The Apple Watch 8 allegedly skips blood pressure or glucose sensors, dismissing some rumors about Apple’s next smartwatch. According to a new report, both tools are still several years away, with the blood pressure sensor currently slated for 2024 (although subject to further delay).
The good news is that the Apple Watch 8 might get a new health sensor. Here’s what you need to know.
Bloomberg’s Mark Gurman says “people with knowledge of the matter”, do not expect blood pressure monitoring to be available “until 2024 at the earliest”. Even then, the feature may be pushed back to 2025 due to accuracy issues.
When it debuts, blood pressure monitoring on Apple Watch might not look like we expected. According to the latest information from Gurman, Apple Watch users will not be able to receive systolic and diastolic blood pressure readings, meaning they will still need to see a doctor or use a dedicated home blood pressure monitor to see their numbers. The Apple Watch will only be able to detect signs of hypertension or high blood pressure and suggest further medical attention if needed.
Apple Watch 8 Body Temperature Sensor
This isn’t the first time Gurman has reported that blood pressure monitoring won’t be ready for the Apple Watch 8. But at that time, the Apple tipster also said that a temperature reader Skin also didn’t seem likely for the next-gen smartwatch. Now, Apple “plans to add a body temperature sensor to the watch as early as this year,” according to Gurman.

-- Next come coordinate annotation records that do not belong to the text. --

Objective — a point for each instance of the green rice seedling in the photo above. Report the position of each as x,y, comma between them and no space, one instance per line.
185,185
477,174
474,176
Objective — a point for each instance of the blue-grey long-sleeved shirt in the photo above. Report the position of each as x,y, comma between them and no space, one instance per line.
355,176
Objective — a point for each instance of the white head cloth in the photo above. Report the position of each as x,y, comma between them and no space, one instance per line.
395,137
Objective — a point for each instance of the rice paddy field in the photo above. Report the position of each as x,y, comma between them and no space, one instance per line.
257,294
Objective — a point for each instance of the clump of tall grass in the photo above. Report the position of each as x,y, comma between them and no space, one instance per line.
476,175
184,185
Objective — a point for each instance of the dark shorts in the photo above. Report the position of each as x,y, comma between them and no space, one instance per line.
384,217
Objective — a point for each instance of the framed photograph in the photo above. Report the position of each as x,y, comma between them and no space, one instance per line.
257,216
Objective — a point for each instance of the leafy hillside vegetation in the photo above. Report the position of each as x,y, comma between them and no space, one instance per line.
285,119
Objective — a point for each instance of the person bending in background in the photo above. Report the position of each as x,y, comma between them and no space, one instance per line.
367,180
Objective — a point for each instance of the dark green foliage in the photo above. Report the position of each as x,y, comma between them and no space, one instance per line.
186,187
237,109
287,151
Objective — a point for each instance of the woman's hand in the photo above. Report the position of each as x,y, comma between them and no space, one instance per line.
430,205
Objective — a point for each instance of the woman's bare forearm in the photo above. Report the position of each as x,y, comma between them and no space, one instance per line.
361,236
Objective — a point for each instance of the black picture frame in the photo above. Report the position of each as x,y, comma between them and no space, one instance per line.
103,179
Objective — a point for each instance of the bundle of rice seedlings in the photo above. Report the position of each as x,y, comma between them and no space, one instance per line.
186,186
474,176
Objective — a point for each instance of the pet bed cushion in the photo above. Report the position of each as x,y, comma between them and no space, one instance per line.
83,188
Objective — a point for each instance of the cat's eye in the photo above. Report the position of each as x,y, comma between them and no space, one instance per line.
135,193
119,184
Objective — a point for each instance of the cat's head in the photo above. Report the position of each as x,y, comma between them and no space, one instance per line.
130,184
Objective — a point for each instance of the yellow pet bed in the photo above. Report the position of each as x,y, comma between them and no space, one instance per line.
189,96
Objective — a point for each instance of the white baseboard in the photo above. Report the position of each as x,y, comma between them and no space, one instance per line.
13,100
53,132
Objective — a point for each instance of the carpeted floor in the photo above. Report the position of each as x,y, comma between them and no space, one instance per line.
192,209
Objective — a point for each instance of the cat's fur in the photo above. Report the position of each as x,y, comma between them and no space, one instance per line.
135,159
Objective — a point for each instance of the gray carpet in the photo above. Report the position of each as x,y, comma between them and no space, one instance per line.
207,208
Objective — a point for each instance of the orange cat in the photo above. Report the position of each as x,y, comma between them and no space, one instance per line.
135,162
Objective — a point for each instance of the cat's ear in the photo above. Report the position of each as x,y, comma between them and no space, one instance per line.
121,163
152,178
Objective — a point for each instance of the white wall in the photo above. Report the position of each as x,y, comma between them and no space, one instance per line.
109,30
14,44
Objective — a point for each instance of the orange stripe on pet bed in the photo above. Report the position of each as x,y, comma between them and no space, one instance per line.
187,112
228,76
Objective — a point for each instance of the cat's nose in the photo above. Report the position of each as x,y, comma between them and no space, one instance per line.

At first, the skin temperature reader will inform fertility or other anticipated health characteristics for women. Future Apple Watch models may possibly warn of elevated body temperatures, which may indicate illness or advise recovery. (Earlier this year, I wrote about why a recovery tool is a feature the Apple Watch really lacks.)
As for blood glucose sensors, Gurman’s sources did not provide a possible release window for what would be a game-changing tool for Apple Watch users with diabetes. We could soon see “better support for third-party blood glucose meters” or more ways for people with diabetes to collect and view their blood sugar through the Health app.
Of course, if the Samsung Galaxy Watch 5 beats the Apple Watch with a non-invasive blood glucose meter, it could be in contention for the best smartwatch of the year. Especially since the upcoming Galaxy Watch is also designed to get a skin temperature reading and could get closer to FDA approval for its existing blood pressure sensor.
So what will we see on the Apple Watch 8? Gurman said “new health, sleep, fitness and medication management features for women” are all possible for Apple’s upcoming smartwatch through the Health and Workout apps. But more specifically, watchOS 9 could expand the Apple Watch’s atrial fibrillation feature with a new metric called “charge” that could help users better understand AFib trends.
The Apple Watch 8 could also be joined by a mid-range Apple Watch SE 2 and a rugged Apple Watch designed for extreme sports.